AMSTERDAM.- WHAT REMAINS brings together two artists who confront the paradox of preservation in an age of disposable culture. Through bronze sculptures that oscillate between familiar objects and ambiguous forms, they speculate on how future generations might view our present. Projectspace 38.40 is transformed into a preserved site, draped in plastic, where future relics are laid out for study. What do these objects and their metamorphosis reveal about our commodified world? Bronze, long the material of monuments, immortalising objects and historical figures. Here, both artists subvert that tradition, instead working with objects that arguably exist outside this realm of adornment, connected to labor, consumption, and utility.
Tild Greene presents a series of sculptural works titled Toil. Some works are cast entirely in solid bronze, while others are precise pairings of bronze and non-bronze prefabricated components. Through this, Greene considers ownership and how value is assigned. Tactile junctures, points of attachment, and direction are used to question production and lineage. Not all components are fixed but balanced, stretched, or loosely arranged in tension with one another. In this way, the work playfully probes our desire for permanence.
Folkert de Jongs sculptures cast familiar disposable objects and unsettling hybrids in bronze. From figurative fragments to coffee cups, weapons and boats, these works become grotesque prophecies, their weight mocking post-war dreams of endless growth while outlasting us all. He critically revisits symbols that were once sources of pride and power when first invented. De Jongs alchemical transformation of ephemera into enduring intimate monuments mirrors society's own conflicted relationship with value and waste.
Installed in Projectspace 38.40, the bronze or semi-bronze works transform the gallery into a space of quiet reflection. WHAT REMAINS meditates on legacy, questioning what we cling to, what we discard, and the power dynamics hidden in those choices. Does value shift when mass-produced objects are cast in bronze? Is their place in the hierarchy of preservation upended? In a world torn between innovation and nostalgia, the exhibition explores what truly deserves permanence, and who decides.
Folkert De Jong is a Dutch artist working in sculpture and installation. Through themes of violence, consumerism, and historical recurrence, he examines how societies memorialize power. His method transforms materials, from industrial foam to bronze, into grotesque relics that subvert their original purposes. De Jongs
work distills the paradoxes of modernity, where technological ambition and cultural amnesia collide in forms both unsettling and darkly comic.

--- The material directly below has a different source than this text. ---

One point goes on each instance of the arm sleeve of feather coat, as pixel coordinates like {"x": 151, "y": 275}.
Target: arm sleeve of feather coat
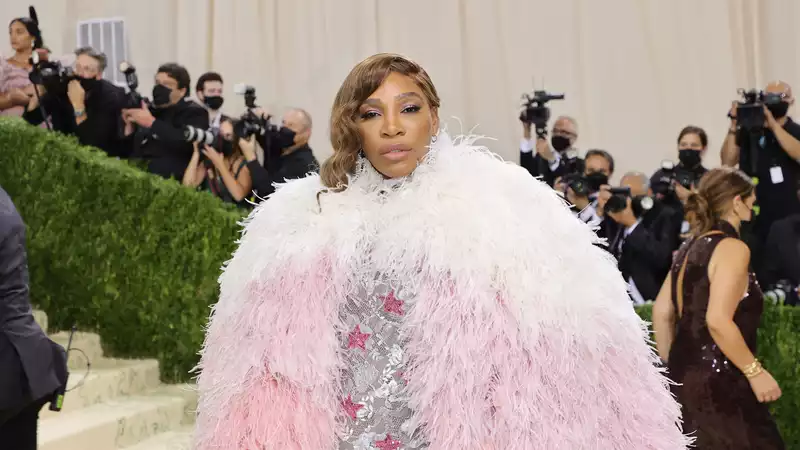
{"x": 266, "y": 365}
{"x": 573, "y": 354}
{"x": 245, "y": 402}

Tild Greene is a British artist primarily working in sculpture and writing. Through subjects of mythology, utility, class, grief, and gender, they consider categories and assumptions. Altering found objects like garments, sports equipment, and hardware through sculptural processes, Greene creates homemade tools reflecting the primal human need for achievement. Greene reconfigures assumed hierarchies, presenting sculptures that function as a body extension between bodies and the systems that shape them.